In compliance with Jesus’ teaching and model, the early church was birthed and consistently advanced by an infusion of extraordinary prayer. (See Acts 1; Act 2:42; Acts 4: 23-31; Acts 6:1; Acts 12:5; Acts 13:1-3, etc.) It’s been said that a congregation is never more like the New Testament church than when it is praying.

Common Objections to Prayer

In spite of the evidence for prayer, why is it not a major component in every worship service that gathers in Jesus’ name? Prayer brings such positive benefits to the church. (To see a previous writing called “Prayer Possibilities”, CLICK HERE). So why is it not a substantive emphasis, alongside the preaching of God’s word? Some common objections I’ve heard are:

  • “Unbelievers will be uncomfortable.” – Yet, the vast majority of Americans pray in some fashion and with some regularity.       When prayer is done properly and powerfully, why would unbelievers be any more uncomfortable with this than they would with singing or preaching? I would suggest that a praying church would actually demonstrate sincere and powerful faith to non-Christians as well as anything else we may do.
  • “Believers will be uncomfortable” – Well then, frankly, they need to get over it. By the aid of the Spirit, self-centered introversion can be transformed into a God-centered worship and cry for help. Of course, not all whom we call “believers” really are. The first evidence of Paul’s conversion was the statement, “Behold he prays” (Acts 9:11).
  • “Prayer is weird” – Admittedly, some people have turned prayer into a man-centered emotional circus, but the best way to counteract that misnomer is not to throw the baby out with the bathwater.

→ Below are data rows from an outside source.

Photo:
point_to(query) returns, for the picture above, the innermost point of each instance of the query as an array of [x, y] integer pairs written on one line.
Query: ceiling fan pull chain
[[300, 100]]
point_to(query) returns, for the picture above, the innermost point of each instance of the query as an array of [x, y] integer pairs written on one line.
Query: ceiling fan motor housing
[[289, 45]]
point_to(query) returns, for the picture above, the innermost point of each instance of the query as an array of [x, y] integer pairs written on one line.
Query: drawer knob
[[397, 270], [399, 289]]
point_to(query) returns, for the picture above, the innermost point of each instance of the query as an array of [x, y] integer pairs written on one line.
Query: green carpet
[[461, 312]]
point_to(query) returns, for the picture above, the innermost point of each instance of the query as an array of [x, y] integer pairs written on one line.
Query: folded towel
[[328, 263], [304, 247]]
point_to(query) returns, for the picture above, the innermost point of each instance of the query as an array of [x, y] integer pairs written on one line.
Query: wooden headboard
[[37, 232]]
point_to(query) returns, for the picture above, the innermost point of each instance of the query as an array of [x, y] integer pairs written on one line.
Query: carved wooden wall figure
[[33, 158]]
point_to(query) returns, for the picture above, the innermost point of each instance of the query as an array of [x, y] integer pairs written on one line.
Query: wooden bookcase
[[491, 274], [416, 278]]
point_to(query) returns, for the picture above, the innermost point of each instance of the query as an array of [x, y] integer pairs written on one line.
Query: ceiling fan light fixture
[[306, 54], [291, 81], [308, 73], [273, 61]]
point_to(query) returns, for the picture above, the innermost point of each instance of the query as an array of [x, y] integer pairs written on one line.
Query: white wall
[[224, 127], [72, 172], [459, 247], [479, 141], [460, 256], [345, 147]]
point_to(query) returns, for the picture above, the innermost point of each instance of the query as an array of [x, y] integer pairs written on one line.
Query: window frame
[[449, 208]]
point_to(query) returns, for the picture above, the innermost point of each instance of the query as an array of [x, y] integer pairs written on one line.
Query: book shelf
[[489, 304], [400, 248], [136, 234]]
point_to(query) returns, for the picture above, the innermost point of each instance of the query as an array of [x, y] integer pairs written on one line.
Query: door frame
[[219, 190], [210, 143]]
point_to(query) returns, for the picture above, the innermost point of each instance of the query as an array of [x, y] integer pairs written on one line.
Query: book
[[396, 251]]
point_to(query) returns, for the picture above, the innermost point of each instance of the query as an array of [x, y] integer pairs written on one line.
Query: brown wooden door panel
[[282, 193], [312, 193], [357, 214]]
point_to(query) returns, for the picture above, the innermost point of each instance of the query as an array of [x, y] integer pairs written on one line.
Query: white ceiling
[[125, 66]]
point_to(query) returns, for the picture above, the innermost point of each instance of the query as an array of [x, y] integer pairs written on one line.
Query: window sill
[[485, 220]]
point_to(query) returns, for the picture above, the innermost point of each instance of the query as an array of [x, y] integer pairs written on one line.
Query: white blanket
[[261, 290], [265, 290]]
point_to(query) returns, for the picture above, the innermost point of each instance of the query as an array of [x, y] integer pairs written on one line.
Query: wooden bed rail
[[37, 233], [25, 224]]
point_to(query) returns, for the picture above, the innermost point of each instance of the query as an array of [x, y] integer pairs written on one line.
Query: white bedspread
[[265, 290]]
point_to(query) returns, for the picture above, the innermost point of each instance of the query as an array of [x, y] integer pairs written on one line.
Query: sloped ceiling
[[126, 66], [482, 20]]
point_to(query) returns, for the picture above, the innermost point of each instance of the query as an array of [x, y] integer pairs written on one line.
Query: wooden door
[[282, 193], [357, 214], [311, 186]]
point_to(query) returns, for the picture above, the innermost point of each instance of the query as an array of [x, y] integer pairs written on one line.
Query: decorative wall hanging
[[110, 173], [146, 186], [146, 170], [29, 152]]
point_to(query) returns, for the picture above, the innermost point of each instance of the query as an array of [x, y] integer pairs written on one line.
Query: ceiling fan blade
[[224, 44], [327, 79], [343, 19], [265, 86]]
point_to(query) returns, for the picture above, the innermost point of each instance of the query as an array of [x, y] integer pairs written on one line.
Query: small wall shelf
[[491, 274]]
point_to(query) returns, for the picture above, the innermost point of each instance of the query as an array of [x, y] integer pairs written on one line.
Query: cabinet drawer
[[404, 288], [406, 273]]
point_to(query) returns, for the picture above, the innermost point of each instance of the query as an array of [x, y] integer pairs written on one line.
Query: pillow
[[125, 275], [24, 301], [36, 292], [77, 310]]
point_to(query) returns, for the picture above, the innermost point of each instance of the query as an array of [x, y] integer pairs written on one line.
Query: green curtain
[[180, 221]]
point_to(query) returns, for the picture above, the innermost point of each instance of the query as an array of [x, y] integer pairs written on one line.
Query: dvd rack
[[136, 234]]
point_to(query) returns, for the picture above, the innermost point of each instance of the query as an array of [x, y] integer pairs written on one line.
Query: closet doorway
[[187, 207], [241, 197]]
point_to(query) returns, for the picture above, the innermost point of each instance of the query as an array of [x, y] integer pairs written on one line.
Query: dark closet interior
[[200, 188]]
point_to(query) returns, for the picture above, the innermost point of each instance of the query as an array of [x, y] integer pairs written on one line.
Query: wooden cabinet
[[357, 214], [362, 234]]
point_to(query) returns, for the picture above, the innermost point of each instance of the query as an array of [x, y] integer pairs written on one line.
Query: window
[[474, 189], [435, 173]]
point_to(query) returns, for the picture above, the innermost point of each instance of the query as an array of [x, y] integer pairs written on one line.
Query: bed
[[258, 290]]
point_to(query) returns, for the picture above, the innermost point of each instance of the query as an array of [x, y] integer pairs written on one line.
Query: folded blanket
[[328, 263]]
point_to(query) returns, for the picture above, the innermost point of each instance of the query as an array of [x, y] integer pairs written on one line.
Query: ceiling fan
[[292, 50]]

Rather, we have many opportunities to demonstrate the power of authentic Scripture-fed, Spirit-led, worship-based prayer every weekend in our services.
  • “Prayer is for the ‘prayer warriors’” – This is usually just an excuse to avoid prayer. There is no spiritual gift of prayer. Rather, every believer and every church is called to extraordinary prayer as a vital part of authentic spiritual life and congregational health.

Since We Can…We Should

So, the bottom line is that we can do this, if it is important to us. And because we can, we should. In my mind, it is a matter of obedience and urgency for the sake of the Gospel and for the glory of our Lord Jesus Christ, living through a praying and revived church.